Celiac Disease is a very common, genetic autoimmune digestive disease that affects 1 in 100 people and which damages the small intestine. “CD may develop any time after wheat or other gluten-containing foods are introduced into the diet, typically after 6-9 months of age”.
Some children present clinically early, others only after years of exposure. Gastrointestinal symptoms vary widely and depend on age at presentation (e.g., Infants: vomiting, bloating, diarrhea and poor growth. School-aged children: Abdominal pain/distention, diarrhea or constipation, weight gain/loss. Older children/teens: short stature, delayed puberty, chronic fatigue, arthralgia and/or mood disorders, etc.). Screening diagnosis is made by finding antibodies to bowel in the blood (Immunoglobulin A – IgA; IgA anti-tissue transglutaminase – Anti-tTG; and IgA anti-endomysial antibodies – IgA-EmA) and intestinal endoscopy/biopsy for histology and genetic testing (HLA-DQ2 and DQ8). In addition to the index child other family members (first-degree relatives) should be tested for CD.

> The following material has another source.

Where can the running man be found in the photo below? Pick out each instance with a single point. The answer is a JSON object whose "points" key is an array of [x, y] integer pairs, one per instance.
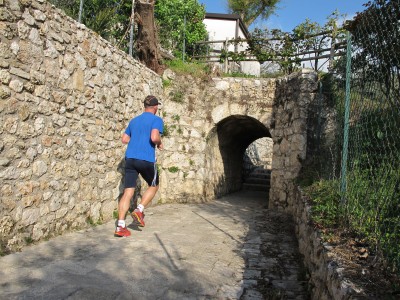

Studies examined the relationship between TGA-IgA antibodies (Anti-tTG IgA) and the degree of intestinal enteropathy as well as whether TGA-IgA titres levels correlate sufficiently to be able to have a “no-biopsy” approach are few.
A study of 34 previously diagnosed CD children which examined sensitivity and specificity of blood TGA-IgA titre >10× the upper limit of normal (ULN) vs. villous atrophy on biopsy, indicates that at that titre level CD is correctly diagnosed in 100% children.